By Fatskills Exam Guides Team — the exam nerds behind 28,500+ quizzes and 2.1M practice questions across 500+ global exams.
A high-density, practical guide for nurses and healthcare providers.
This guide provides evidence-based nursing interventions for schizophrenia, bipolar disorder, and major depressive disorder (MDD). It helps nurses assess, manage, and support patients while preventing complications like relapse, self-harm, or medication non-adherence.
Why use it? Mental health disorders affect 1 in 5 adults globally. Nurses play a critical role in stabilization, safety, and long-term recovery—this guide ensures immediate, actionable care strategies.
Mental health disorders arise from biological (genetics, neurochemistry), psychological (trauma, coping), and social (isolation, stigma) factors. - Nursing focus: Address all three domains (e.g., meds + therapy + family support).
Example Workflow for Acute Psychosis (Schizophrenia): - Step 1: Assess for hallucinations/delusions (e.g., "Do you hear voices others don’t?"). - Step 2: De-escalate (low-stimulus environment, calm tone). - Step 3: Administer PRN antipsychotic (e.g., haloperidol 5mg IM). - Step 4: Reorient ("You’re safe in the hospital. I’m your nurse, [Name]."). - Step 5: Document (behavior, response to meds, safety plan).

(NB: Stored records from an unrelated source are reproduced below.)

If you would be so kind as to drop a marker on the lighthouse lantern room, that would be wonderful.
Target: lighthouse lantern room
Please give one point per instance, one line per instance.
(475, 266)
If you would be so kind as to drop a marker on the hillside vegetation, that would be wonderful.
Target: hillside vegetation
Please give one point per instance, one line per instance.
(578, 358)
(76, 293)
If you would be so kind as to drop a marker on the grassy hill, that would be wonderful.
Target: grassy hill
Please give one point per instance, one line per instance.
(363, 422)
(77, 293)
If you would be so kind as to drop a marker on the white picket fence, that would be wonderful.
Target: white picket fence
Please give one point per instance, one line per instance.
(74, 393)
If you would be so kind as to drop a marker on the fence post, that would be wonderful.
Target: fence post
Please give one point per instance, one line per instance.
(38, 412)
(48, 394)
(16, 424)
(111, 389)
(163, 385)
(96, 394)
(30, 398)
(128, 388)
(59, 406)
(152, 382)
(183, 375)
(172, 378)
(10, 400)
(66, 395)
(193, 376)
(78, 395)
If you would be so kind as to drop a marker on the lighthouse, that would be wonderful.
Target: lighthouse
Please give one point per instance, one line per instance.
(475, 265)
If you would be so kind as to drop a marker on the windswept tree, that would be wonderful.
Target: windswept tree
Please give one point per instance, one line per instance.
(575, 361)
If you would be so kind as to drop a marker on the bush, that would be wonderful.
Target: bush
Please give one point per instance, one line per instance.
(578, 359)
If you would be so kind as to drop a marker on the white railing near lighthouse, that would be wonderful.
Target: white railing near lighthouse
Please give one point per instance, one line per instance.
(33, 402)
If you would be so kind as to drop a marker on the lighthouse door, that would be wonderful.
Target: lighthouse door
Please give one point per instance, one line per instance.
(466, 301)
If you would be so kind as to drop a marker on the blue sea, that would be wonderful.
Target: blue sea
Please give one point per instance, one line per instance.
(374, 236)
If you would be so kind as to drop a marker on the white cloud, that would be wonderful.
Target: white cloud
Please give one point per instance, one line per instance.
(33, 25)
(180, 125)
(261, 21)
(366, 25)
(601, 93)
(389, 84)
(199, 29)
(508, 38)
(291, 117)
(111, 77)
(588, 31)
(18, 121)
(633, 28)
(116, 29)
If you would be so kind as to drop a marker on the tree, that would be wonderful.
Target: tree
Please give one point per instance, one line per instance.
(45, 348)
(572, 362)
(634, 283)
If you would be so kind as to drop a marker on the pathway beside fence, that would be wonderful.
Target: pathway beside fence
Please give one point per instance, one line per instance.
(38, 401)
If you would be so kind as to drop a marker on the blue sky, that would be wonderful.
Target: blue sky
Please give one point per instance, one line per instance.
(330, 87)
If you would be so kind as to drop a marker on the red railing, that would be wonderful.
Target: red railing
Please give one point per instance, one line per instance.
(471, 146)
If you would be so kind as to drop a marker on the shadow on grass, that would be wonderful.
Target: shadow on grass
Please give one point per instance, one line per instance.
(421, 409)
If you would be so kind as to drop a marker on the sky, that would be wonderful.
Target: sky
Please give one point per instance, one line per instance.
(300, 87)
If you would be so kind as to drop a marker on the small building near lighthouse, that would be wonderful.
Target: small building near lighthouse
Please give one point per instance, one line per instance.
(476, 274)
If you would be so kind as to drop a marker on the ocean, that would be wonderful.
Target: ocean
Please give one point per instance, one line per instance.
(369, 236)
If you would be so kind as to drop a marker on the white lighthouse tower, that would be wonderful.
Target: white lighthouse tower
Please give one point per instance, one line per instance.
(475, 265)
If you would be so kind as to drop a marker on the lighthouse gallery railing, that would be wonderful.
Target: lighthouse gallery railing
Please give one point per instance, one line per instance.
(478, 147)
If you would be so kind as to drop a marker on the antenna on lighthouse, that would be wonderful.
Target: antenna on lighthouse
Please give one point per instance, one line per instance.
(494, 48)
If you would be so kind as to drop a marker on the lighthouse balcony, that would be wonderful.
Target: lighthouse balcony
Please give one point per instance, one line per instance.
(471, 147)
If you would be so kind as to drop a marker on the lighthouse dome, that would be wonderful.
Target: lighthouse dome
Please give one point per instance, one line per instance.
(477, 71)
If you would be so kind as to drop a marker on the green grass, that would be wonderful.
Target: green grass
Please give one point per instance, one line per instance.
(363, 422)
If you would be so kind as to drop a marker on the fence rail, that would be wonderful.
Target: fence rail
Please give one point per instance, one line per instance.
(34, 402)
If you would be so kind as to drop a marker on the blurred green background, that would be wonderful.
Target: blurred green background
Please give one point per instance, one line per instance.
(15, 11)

Expected Outcome: - Patient denies active suicidal intent by discharge. - Identifies 2 coping strategies (e.g., calling a friend, journaling).
A patient with schizophrenia reports hearing voices telling him to jump out a window. What is the priority nursing intervention?
A) Administer PRN haloperidol 5mg IM. B) Place the patient on 1:1 observation and remove hazards. C) Ask the patient to describe the voices in detail. D) Document the hallucination and continue routine care.
Correct Answer: B Explanation: Safety first—suicidal command hallucinations require immediate observation and environmental control. Why the Distractors Are Tempting: - A: Meds help, but safety is the priority. - C: Important later, but not urgent. - D: Documentation is key, but not the first action.
A patient with bipolar disorder stops taking lithium because "I feel fine now." What is the best nursing response?
A) "You must take it or you’ll get sick again." B) "Let’s discuss the risks of stopping lithium suddenly." C) "I’ll call your psychiatrist to adjust your dose." D) "Have you considered a different mood stabilizer?"
Correct Answer: B Explanation: Psychoeducation (not confrontation) improves adherence. Explain rebound mania/depression risk. Why the Distractors Are Tempting: - A: Sounds authoritative but may increase resistance. - C: Psychiatrist may adjust dose, but nurse should educate first. - D: Alternative meds may help, but not the immediate priority.
A depressed patient says, "I don’t want to live anymore." What is the most important follow-up question?
A) "Have you ever tried to kill yourself before?" B) "What’s making you feel this way?" C) "Do you have a plan to end your life?" D) "Have you told your family about this?"
Correct Answer: C Explanation: Assessing plan/means determines immediate risk level (e.g., access to guns, pills). Why the Distractors Are Tempting: - A: Important for history, but not the most urgent. - B: Helps understand causes, but doesn’t assess risk. - D: Family support is key, but not the priority in crisis.